Six storyes high, made of 800 tons of steel, the Sector Sub-Assembly tools will work in concert to equip the nine sectors of the vacuum vessel before their transfer to the Tokamak Pit.
"It's far from a simple operation," says Emma Watson, an engineer who works within the Machine Assembly & Installation Section at ITER. "For each of the nine sectors, the complete sub-assembly operation will take five to six months." To optimize the overall schedule for the nine sectors, two identical tools are planned, each one capable of holding a sector on its end while positioning—and aligning—the associated components.
Standing shoulder to shoulder, two Sector Sub-Assembly tools will suspend the vacuum vessel sectors from the top while carefully positioning and installing—via the rotary motion of the ''wings''—the vacuum vessel thermal shielding and two toroidal field coils.

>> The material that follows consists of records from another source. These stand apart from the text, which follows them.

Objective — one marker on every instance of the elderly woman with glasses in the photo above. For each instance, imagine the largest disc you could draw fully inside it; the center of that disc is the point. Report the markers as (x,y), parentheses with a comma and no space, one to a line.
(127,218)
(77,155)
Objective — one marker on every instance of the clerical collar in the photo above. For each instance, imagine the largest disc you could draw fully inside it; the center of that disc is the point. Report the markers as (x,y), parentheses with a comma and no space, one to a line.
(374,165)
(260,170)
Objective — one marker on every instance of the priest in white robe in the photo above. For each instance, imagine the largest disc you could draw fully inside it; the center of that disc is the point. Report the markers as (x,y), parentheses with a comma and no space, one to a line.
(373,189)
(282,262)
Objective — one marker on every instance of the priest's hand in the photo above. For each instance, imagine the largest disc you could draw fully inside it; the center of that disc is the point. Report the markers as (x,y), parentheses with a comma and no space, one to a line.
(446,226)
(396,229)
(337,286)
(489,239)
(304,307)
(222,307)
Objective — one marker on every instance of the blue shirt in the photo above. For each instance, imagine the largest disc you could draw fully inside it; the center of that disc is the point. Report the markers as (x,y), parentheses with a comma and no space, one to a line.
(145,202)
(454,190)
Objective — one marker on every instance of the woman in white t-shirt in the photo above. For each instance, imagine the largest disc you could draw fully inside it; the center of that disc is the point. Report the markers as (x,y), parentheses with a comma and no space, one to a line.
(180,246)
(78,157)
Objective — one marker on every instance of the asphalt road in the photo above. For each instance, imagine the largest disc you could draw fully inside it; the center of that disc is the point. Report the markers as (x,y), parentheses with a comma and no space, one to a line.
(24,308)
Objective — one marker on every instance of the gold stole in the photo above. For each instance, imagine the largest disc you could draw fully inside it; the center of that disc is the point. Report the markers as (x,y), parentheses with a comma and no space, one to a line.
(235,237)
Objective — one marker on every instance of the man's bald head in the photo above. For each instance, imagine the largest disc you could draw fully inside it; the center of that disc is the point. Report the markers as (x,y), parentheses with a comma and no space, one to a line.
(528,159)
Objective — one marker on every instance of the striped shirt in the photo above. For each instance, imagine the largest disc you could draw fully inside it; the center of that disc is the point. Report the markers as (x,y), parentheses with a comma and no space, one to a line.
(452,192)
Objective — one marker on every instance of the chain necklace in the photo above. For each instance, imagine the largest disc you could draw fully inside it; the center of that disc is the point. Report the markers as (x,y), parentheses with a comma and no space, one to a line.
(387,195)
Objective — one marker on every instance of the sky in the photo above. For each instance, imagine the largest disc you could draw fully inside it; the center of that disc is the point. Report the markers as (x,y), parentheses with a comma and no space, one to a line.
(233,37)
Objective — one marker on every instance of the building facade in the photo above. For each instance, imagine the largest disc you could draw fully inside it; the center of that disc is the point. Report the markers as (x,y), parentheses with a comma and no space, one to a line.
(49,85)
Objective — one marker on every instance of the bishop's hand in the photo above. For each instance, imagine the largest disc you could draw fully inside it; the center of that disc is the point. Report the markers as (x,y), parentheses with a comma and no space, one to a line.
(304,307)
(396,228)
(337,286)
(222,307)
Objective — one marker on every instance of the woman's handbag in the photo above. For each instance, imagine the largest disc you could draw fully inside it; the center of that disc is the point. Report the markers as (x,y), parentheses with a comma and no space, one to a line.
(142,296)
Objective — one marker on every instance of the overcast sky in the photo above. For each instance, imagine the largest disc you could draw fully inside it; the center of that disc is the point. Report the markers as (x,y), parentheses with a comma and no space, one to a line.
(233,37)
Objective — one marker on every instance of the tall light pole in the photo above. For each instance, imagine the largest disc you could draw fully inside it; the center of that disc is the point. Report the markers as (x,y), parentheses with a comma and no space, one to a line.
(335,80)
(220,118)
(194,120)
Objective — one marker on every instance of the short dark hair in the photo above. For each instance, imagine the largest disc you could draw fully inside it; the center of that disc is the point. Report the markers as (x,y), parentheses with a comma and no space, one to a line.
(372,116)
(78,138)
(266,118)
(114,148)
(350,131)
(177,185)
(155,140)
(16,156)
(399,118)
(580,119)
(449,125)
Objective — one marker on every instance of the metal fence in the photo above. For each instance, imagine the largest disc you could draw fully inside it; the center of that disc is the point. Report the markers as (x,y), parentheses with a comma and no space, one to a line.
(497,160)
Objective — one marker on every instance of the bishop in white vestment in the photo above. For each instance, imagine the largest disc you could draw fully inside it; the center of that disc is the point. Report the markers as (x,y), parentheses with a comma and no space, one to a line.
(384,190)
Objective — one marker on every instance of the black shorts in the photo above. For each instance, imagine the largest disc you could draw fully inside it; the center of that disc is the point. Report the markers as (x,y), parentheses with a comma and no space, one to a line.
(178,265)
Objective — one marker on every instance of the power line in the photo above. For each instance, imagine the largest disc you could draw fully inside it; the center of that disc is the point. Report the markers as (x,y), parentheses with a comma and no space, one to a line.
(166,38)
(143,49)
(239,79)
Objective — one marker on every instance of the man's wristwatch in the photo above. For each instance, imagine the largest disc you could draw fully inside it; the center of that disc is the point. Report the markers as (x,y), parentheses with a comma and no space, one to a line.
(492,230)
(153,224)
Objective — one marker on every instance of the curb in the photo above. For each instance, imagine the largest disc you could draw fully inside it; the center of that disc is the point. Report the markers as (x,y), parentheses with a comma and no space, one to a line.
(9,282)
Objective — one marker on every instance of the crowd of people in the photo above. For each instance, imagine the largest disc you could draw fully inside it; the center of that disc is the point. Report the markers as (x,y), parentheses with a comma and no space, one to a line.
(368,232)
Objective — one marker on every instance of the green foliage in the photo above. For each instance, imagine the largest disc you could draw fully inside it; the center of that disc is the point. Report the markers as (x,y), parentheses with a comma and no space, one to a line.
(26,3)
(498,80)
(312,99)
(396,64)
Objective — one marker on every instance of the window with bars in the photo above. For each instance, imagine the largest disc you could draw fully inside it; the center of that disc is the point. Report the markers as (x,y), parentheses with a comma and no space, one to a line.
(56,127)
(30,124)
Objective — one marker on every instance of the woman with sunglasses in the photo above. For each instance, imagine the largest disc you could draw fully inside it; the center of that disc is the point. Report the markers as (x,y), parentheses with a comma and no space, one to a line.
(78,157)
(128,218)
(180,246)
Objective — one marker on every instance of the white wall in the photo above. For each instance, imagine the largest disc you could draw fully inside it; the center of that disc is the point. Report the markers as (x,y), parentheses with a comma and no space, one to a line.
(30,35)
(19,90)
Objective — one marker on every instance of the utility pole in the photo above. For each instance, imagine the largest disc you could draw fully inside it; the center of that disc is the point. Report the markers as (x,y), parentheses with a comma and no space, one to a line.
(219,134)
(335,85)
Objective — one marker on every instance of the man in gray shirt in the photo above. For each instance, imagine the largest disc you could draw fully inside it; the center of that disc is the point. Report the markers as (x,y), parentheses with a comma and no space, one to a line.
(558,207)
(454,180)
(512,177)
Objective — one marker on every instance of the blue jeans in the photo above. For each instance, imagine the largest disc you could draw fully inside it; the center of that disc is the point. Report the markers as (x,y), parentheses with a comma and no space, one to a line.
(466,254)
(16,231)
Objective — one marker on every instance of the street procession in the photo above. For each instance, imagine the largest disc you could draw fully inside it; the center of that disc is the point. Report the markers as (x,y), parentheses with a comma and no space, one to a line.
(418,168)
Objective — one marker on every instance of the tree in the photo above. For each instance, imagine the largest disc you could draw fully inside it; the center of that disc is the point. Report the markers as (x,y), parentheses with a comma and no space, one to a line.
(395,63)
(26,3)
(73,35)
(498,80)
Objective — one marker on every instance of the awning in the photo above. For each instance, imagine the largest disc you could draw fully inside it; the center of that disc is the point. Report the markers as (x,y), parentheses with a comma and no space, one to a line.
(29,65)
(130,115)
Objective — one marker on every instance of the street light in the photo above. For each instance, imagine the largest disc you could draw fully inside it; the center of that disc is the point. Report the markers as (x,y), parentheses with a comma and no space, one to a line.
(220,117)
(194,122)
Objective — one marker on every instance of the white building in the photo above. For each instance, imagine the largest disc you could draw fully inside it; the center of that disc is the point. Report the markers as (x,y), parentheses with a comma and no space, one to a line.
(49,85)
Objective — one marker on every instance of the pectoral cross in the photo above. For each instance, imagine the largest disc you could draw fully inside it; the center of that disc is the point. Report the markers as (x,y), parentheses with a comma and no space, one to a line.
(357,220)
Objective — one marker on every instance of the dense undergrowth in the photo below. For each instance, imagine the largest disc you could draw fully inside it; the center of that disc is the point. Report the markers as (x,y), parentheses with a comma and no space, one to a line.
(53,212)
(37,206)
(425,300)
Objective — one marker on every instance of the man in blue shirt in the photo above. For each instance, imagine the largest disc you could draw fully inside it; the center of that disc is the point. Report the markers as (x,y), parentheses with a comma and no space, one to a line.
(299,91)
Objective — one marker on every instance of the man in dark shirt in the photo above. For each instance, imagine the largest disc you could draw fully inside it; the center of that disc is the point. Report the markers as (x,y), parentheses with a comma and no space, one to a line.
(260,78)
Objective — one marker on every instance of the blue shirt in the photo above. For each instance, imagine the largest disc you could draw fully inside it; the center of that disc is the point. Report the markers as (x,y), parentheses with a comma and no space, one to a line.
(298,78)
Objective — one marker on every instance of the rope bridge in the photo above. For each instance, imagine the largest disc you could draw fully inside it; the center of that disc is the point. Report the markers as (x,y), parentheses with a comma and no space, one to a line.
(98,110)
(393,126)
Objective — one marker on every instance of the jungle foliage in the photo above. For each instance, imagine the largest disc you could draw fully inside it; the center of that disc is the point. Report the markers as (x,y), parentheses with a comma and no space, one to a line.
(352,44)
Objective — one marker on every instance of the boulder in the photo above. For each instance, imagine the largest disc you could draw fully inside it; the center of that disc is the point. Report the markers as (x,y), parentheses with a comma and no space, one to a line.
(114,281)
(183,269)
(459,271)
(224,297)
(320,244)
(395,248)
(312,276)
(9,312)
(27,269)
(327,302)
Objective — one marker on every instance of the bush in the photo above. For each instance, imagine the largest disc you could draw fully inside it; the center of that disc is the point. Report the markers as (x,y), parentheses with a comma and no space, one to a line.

Made from 800 tons of steel, the 22-metre-tall tools will be capable of supporting, aligning, and stabilizing the vacuum vessel sectors and the toroidal field coils independently through a sophisticated array of precision actuators and sensors. "The assembly of the first sector will take the longest time, as assembly procedures based on the results of tests (involving partial component mockups) are honed via the experience gained as the sequences are performed for the first time on real components," says Emma. At different stages in the sub-assembly process, metrology surveys will be used to verify the components' positions. The final sub-assemblies, weighing a maximum of 1,200 tons, will be transferred by two overhead cranes operating in tandem to the Tokamak Pit.